Companies should limit administrative privileges to a few accounts and consistently run vulnerability assessments to identify inherent weaknesses in software and have those fixed, said Aaron Gamewell, president, CEO and managing partner of SBS CyberSecurity in Madison, South Dakota.
He said other basic protocols all cybersecurity firms recommend and support include the following:
- Regularly backing up data and verifying the integrity of those backups.
- Making sure backups are not connected to the computers and networks they are backing up by storing them in the cloud or physically storing them offline. (There is, however, a caveat to storing backups in the cloud. If the backups are automatically stored in real time, they may still be susceptible to ransomware.)
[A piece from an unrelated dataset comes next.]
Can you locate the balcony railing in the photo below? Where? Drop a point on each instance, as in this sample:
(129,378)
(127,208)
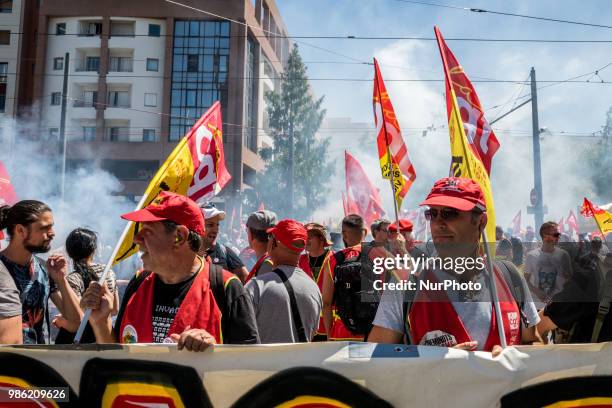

- Downloading software only from trustworthy sites.
- Ensuring anti-virus and anti-malware solutions are set to automatically update and regular scans are conducted.
- Disabling shortcuts called macro scripts from files transmitted via email. This can be done by setting up programs to warn a computer user about their existence and disable them until the user clicks an onscreen banner. Most macros are safe, but hackers can build them to do more than they’re intended to, like taking over a user’s computer.
- Using Office Viewer software to open Microsoft Office files transmitted via email instead of using full Office Suite applications.
- Implementing software restrictions or other controls to prevent the execution of programs in common ransomware locations, such as temporary folders supporting popular Internet browsers and compression/decompression programs (including those located in the AppData/LocalAppData folder).
When downloading software, the integrity of the software should be verified through a digital signature before execution whenever possible, Gamewell advised, explaining that when software is created by the developer, the developer can sign the software code to brand it as genuine. A computer should warn users of an invalid signature, or users can review whether the person or company expected to sign it did so.
Even with these preventive measures in place, ransomware can still infect a company’s system, as it did when ARcare was attacked in December.
But because ARcare had taken precautions, the clinic didn’t have to pay a ransom or cease operations. “It was more of a nuisance than it was an ‘Oh, my God, the sky is falling,” Chief Information Officer Greg Wolverton said.
A user reported and the clinic’s technical operations team noticed some files had been encrypted, but backups were in place. Servers were shut down and the backed-up files were loaded onto new servers.
The ransomware got in through a vendor’s access point and wasn’t in an email or ad. It was deployed when a hacker entered username and password combinations until one worked, a time-consuming technique called “brute force.”
ARcare has since established a new policy that requires vendors to secure their own connection to the clinic’s system or have the clinic establish that connection in the form of a virtual private network, an encrypted tunnel between the vendor’s computer and the clinic’s computer. Off-site employees were already required to use a type of VPN.
“If you’ve got good backups, and you’ve got procedures in place, then there’s nothing to recover from,” Wolverton said. “It becomes a day-to-day business for you to do that. That doesn’t mean we don’t need to continually learn these new threats.”
If ransomware does get into a business’ system, the firm should disconnect the infected computer from the rest of the network but not power it off. That could keep the rest of the network and other computers from being infected, according to Gamewell, a former executive with the Arkansas Bankers Association.
He also suggests calling in an information technology services firm and said companies can also hire a firm to consistently monitor cybersecurity threats.
Before hiring a managed services firm as a long-term solution, Gamewell advised businesses to take a good look at the practices and qualifications of the managed services firm, to conduct an annual cybersecurity audit of their own companies and to require annual audits of the firm hired.